B Schools

How One MBA Grad Blew the Whistle on a $2 Billion Deal

Nelson Amenya hoped to help establish better business practices in his native Kenya. But after calling out a lucrative government project, he might not have the option to return home.

Nelson Amenya in France on Feb. 13.

Photographer: Evgeniy Rein for Bloomberg Businessweek

When Nelson Amenya decided to enroll in HEC Paris business school in the fall of 2023, he thought the MBA program would provide a good education in how businesses are run and how the corporate world works. “It would give me an opportunity to move from midlevel management to the C-suite,” Amenya says. After more than four years working in retail in his native Kenya, where he felt he’d taken the job as far as he could, he was ready for a bigger challenge.

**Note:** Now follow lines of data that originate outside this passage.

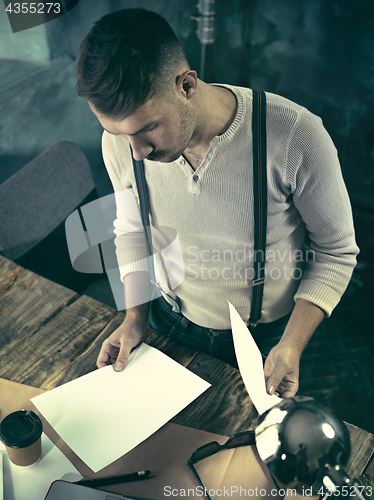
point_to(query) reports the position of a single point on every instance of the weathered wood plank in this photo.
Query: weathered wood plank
(7, 266)
(27, 302)
(225, 408)
(46, 354)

Amenya also planned to take what he’s learned in school back to his homeland, citing what he sees as a need for establishing good governance as Kenya’s economy develops. “I want to see my country move away from tribal and kingpin politics,” he says. But once he receives his MBA in June, Amenya will have to be a force for good from afar. Last July he blew the whistle on a proposed $2 billion airport construction project in Nairobi involving Adani Group, triggering a chain of events that subsequently led to the deal’s cancellation. (An Adani Group representative declined to comment.) As a result, Amenya says he has received threats that will keep him out of Kenya for the foreseeable future.